To keep the diagram readable, we've left out some of the overarching interactions. For example, each component produces its own stream of telemetry data, all of which goes onto the MQTT bus to the central time series database. The diagram shows only the basic $I_{pack}$, $V_{pack}$ and $T_{pack}$ handling as an example.

Also, pack control systems are quite specific for the battery pack implementations. This diagram leaves those also to the BMS implementation.

Below, we briefly describe each component's responsibility.

• sensors Each battery pack comes equipped with an array of sensors. Typically, these measure voltage, current and temperature of each cell, but they may also keep track of charge cycle count or other cell- or pack level data.
• high power electronics The high power electronics inside each pack are responsible to switch the cells.
• pack cooling/heating Lithium-ion batteries are quite sensitive to temperature.
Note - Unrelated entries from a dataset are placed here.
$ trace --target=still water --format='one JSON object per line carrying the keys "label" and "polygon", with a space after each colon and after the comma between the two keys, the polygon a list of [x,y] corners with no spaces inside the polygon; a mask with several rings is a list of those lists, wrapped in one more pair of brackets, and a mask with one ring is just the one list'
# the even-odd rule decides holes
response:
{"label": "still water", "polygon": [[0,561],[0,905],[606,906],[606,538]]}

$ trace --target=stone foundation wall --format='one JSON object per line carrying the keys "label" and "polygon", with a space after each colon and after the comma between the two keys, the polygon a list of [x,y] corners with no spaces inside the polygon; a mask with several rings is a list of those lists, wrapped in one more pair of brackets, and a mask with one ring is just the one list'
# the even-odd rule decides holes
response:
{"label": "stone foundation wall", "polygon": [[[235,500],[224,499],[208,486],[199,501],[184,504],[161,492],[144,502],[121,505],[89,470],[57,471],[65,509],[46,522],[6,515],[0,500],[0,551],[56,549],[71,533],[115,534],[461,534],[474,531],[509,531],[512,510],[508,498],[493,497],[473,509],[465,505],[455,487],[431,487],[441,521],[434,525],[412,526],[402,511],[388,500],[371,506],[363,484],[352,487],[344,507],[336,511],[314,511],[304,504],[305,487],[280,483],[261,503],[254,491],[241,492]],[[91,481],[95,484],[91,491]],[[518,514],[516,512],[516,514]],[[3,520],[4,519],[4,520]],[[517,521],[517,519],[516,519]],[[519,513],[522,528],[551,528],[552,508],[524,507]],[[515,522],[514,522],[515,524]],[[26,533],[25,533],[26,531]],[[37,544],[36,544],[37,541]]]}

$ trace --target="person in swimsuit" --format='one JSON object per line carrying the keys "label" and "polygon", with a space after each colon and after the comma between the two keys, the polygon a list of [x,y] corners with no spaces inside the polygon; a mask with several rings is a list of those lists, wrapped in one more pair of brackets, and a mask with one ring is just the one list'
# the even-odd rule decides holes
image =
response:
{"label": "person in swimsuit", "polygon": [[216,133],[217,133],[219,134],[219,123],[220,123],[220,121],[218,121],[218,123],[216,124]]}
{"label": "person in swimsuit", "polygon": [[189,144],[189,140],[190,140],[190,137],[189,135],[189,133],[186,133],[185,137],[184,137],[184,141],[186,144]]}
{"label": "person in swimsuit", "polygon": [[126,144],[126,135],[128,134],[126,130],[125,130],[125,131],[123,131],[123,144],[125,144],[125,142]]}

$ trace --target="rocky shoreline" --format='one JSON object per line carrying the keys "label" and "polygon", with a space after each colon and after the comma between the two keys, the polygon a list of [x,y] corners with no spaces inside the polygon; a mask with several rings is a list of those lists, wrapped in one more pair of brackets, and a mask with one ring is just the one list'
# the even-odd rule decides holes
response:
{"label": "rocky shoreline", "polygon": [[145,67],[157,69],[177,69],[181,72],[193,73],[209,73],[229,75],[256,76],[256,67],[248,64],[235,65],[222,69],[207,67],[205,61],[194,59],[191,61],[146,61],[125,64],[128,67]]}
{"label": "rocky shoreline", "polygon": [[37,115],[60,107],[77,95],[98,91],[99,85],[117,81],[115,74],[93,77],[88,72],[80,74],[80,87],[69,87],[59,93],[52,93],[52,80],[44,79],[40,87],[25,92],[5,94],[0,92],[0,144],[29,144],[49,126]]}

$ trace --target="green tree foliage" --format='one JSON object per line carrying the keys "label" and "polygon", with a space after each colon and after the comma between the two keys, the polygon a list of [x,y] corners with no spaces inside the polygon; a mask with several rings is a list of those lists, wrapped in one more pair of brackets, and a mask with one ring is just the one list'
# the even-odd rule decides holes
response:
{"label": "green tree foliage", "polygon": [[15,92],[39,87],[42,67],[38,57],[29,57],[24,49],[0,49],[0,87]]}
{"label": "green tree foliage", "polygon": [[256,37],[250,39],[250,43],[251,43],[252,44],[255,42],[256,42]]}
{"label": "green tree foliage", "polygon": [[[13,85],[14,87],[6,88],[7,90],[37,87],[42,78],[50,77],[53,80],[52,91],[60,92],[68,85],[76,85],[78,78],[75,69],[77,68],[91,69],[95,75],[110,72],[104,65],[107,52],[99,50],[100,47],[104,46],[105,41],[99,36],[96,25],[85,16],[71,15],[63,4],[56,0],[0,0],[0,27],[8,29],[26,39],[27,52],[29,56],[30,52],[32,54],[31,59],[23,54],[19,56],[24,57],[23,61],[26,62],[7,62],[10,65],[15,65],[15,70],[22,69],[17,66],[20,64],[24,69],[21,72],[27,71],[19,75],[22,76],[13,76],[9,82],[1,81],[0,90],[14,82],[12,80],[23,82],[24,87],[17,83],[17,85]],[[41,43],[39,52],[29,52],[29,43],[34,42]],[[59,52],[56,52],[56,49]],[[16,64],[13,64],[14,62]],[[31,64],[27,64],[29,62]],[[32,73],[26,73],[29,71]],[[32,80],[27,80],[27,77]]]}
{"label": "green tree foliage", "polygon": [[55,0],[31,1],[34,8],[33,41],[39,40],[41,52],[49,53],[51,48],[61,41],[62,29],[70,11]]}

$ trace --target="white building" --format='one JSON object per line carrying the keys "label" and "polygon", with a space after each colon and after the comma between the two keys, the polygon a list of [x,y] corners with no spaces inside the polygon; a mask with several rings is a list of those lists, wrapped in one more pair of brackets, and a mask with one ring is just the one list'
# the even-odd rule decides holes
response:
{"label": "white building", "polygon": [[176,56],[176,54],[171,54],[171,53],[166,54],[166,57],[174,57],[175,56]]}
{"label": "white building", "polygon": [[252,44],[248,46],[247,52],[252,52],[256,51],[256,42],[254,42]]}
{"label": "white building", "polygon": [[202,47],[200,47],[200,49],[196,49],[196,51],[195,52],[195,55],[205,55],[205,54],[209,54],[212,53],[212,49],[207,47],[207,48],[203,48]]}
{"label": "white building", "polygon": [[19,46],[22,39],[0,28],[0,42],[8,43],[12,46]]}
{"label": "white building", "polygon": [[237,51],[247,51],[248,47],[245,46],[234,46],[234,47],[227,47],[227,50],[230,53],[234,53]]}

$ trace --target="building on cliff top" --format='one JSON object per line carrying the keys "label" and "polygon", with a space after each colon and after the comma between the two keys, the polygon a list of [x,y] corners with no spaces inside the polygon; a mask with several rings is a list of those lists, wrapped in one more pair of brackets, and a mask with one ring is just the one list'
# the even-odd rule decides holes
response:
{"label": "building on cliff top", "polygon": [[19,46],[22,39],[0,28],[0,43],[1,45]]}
Each battery pack has a means of cooling and heating the batteries for optimal performance.
• State of Charge (SoC) estimator This component monitors the data coming from the packs and determines the current State of Charge (SoC). This may be a simple calculator, or a more advanced, model based estimator.
• cell capability estimator This estimator is responsible to determine each cell's capabilities over its life. This is necessary for SoH estimation as well as RUL optimisation.
• State of Health (SoH) estimator Predicts the state of health of the battery pack as a whole.
• State of Temperature (SoT) estimator Determines the temperature in each cell and pack. This can be as simple as using the nearest temperature sensor, or as complex as a dynamic thermal model of the system.
• fault detection Detects faults in the battery cells, packs or in the communication in the BMS.
• Remaining Useful Life (RUL) estimation A predictor of the remaining useful life of the battery system as a whole.
• charge preparation Using the cell capabilities and the planned modes of operation, this component determines the actions to be taken to accept the upcoming charge efficiently.
• cell balancing Determines the cell balancing policy in order to optimise RUL as well as operational performance.
• thermal management Monitors the battery pack's thermal state (SoT) and decides what cooling and heating actions to take for optimal performance and RUL.
• fault isolation The BMS has some agency in taking action to avoid faults escalating. The fault isolation determines what actions are needed to protect the user as well as the battery pack from faults.
• publish telemetry This component communicates all telemetry with the host application via MQTT.
• operational modes This component receives the plan with the system as a whole: what operational mode will the system be in and at what timeframe. This information is then used by the BMS to determine high and low load situations and be able to act accordingly.

Closing Words

In this article, we've looked at what a BMS should do and organised its tasks into functional blocks. We organised these into diagrams, showing how they relate and interact.